In the alternative, the attorneys asked that Griffen rule on the state's motion from Monday to dismiss the lawsuit on the grounds of sovereign immunity before allowing the case to move further ahead.

The attorneys said they were making the motion to delay the injunction hearing not for harassment or delay but to raise the issue before the scheduled hearing to which more than 30 potential witnesses from across the state are expected to attend.

Attorneys for the state have identified three potential witnesses for today's hearing: Wood, state Education Board Chairman Sam Ledbetter of Little Rock and Education Department Chief of Staff Deborah Coffman.

The attorneys for the plaintiffs gave the judge a list of 33 potential witnesses for today's hearing, including all members of the state Education Board and all seven of the displaced Little Rock School Board members, as well as staff members from the Little Rock School District and the Department of Education, plus leaders of organizations such as Arkansas Learns and the Arkansas Public School Resource Center.

Later Tuesday, Griffen issued his orders denying the motion for continuance and the motion for dismissal.

"[W]here a complaint sets out factual allegations that make a colorable claim, the complaint will survive a challenge to its legal sufficiency in a motion for dismissal," Griffen wrote in the 10-page order.

A colorable claim is one that has a reasonable chance of being validated with facts proved in court.

The judge added in the denial that plaintiffs in the case have alleged specific facts and circumstances to support their allegations against state education leaders and that those facts at this point in the case "must be treated as true and viewed favorably."

"The court does not weigh the strength of those claims or the probative force of any factual allegations asserted in the complaint," he said.

"Thus, Defendants' motion requires the Court to examine the complaint in this action to determine whether it alleges facts that establish a basis for relief in the face of the bar against suing the State that is found in the Arkansas Constitution," he added.

Griffen said the state defendants argue that the allegations in the lawsuit are legally insufficient to show that the state acted beyond its legal authority.
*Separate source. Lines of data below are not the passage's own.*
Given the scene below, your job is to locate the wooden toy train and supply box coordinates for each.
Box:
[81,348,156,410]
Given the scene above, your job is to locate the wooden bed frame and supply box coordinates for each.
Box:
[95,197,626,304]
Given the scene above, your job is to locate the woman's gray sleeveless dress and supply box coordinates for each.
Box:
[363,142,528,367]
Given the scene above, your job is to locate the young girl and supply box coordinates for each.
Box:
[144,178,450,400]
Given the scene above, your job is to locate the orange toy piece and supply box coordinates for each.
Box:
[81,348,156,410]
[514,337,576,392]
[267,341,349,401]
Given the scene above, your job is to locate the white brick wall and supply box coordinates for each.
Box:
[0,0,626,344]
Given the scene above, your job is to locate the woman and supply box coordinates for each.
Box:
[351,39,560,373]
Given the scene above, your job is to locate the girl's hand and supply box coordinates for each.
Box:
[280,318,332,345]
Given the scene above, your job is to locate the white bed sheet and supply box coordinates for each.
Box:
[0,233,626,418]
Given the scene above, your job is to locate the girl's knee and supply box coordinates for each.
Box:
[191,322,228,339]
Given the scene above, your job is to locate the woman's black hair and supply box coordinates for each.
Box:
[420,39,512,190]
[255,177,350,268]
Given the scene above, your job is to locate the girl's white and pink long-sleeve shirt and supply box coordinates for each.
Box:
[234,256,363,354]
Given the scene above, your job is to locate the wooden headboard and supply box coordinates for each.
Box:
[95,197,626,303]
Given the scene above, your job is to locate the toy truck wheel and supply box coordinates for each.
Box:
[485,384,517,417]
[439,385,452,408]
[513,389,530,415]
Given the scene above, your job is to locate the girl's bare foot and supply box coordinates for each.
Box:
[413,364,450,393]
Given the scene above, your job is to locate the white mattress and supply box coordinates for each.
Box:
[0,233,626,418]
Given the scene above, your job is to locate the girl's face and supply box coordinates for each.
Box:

They further argue that the plaintiffs failed to provide facts showing that the state acted in an arbitrary and capricious manner that would warrant an exception to the constitutional bar to a successful lawsuit.

"However, Defendants cite no case that holds the kind of allegations asserted by the plaintiffs to be legally insufficient to establish claims against the state or one of its agencies," the judge wrote. "Rather, Defendants dispute whether the facts alleged by the plaintiffs prove what the plaintiffs allege.

"In reviewing a motion to dismiss, the trial court does not weigh the relative merits of factual allegations because it cannot do so," Griffen wrote. "Factual allegations are not proof. They are simply assertions of what a litigant contends it will prove to establish entitlement to the relief it claims."

State attorneys earlier had made a motion asking Griffen to recuse from the case as the result of his Jan. 28 written statement strongly urging that the Little Rock School Board be left intact as it was working to undo years of discrimination to provide quality education to the district's students.

He said that the dismissal of the board would disenfranchise voters who had elected the School Board. Griffen made the statement before the filing of the lawsuit that was randomly assigned to him.

Griffen denied the state's motion for his recusal.